Eye For Film >> Movies >> Bowling For Columbine (2002) Film Review
Radio 4 listeners and members of Neighbourhood Watch approve of gun control. They remember Dunblane and Hungerford and feel a little smug that something was done about it. The government smelt the coffee, turned off the gas and made new laws. Guns, like fags, are bad for you. It's official.
Every time there is a massacre - five bodies plus - in the States, so-called experts are tossed in front of TV cameras and riddled with questions. Is it violent movies? Is it the breakdown of the nuclear family? Is it drugs? Is it Nirvana/video games/Marilyn Manson?
Looking at the problem from the safety of Midlothian, it appears so simple. America is awash with weapons. In the hands of wackos, alienated teenagers and ghetto gang members, they go off in other people's faces. Take the guns away - and knives, while you're at it - and society can live in peace.
Oh, no. Michael Moore makes movies that slip under the radar. Obvious answers are not obvious to him. He talks to those in the front line. He wants to know what they think. "When the government gets too radical, it is your duty to overthrow it," a gun nut in Michigan tells him. Except he's not a nut. He's a regular guy, dressed in camouflage fatigues, with a wife and kids back home. This is small town K-Mart country, from where the Oklahoma bombers and the boys who went berserk at Columbine High School and the six-year-old black kid who shot a six-year-old white girl dead with his uncle's rifle come from.

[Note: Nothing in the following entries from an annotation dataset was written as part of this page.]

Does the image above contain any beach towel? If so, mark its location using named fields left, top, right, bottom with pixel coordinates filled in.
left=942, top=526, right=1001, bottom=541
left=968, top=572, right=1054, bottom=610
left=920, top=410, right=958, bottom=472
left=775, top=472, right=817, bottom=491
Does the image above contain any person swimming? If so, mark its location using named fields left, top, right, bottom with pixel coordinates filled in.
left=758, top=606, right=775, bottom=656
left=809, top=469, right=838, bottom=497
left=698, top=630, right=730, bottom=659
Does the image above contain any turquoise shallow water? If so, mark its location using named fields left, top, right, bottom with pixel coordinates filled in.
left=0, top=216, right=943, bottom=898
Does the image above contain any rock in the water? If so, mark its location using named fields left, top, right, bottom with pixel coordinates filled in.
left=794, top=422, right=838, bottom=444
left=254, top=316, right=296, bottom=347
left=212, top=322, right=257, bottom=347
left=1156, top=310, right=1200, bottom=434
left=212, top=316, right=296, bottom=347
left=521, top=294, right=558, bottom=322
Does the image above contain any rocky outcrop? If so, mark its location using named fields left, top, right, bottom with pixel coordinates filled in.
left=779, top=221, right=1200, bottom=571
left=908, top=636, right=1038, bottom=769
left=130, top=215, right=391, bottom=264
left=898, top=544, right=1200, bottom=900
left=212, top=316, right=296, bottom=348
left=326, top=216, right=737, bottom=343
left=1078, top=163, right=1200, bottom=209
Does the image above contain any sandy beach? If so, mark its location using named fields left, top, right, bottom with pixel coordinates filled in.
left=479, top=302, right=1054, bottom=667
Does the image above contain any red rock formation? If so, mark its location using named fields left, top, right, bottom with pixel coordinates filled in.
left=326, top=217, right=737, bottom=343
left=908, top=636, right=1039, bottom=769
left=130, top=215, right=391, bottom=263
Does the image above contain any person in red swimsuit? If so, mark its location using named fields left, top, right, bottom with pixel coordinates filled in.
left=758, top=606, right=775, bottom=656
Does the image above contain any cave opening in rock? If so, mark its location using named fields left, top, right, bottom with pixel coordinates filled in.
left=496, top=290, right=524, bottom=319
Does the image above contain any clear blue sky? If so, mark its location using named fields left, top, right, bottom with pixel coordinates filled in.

Why?
Fear is endemic in America, Moore believes. "Keep everyone afraid and they'll consume." That's one side of it. On the day of the Columbine killings more bombs were dropped over Kosovo than ever before. That's another. President Bush's macho stand for justice against terror is typical. "First reaction is to pull the gun out."
Patacake theories fall to bits when you look at Canada. A hell of a lot of guns up there. Hunting is popular. Practically no homicides. Moore crosses the border and talks to the chief of police in Sarnia. Only one gun crime in the last three years. The guy responsible was from Detroit. Also, no one locks their doors. Moore checks it out, keeps walking into people's houses and apologising. Couldn't do that in Littleton, Colorado.
What makes this film remarkable is the personality of the man himself. Moore shambles through it in baggy jeans and his shirt hanging out at the back, with a battered baseball cap and a couple of days' growth on his chin, for all the world like a friendly bear from the Goldilocks show, asking ironic questions that sound harmless to the uninitiated - Charlton Heston was quick to pick up the drift of his enquiries into the activities of the NRA and stormed off ."Mr Heston, please don't leave," Moore begs. "This is the girl." He is holding up a photograph of the six-year-old who was shot in Flint, Michigan.
Don't think you know the answer to America's love affair with the handgun until you have watched Bowling For Columbine. It is as moving as it is disturbing. Often, it can be very funny.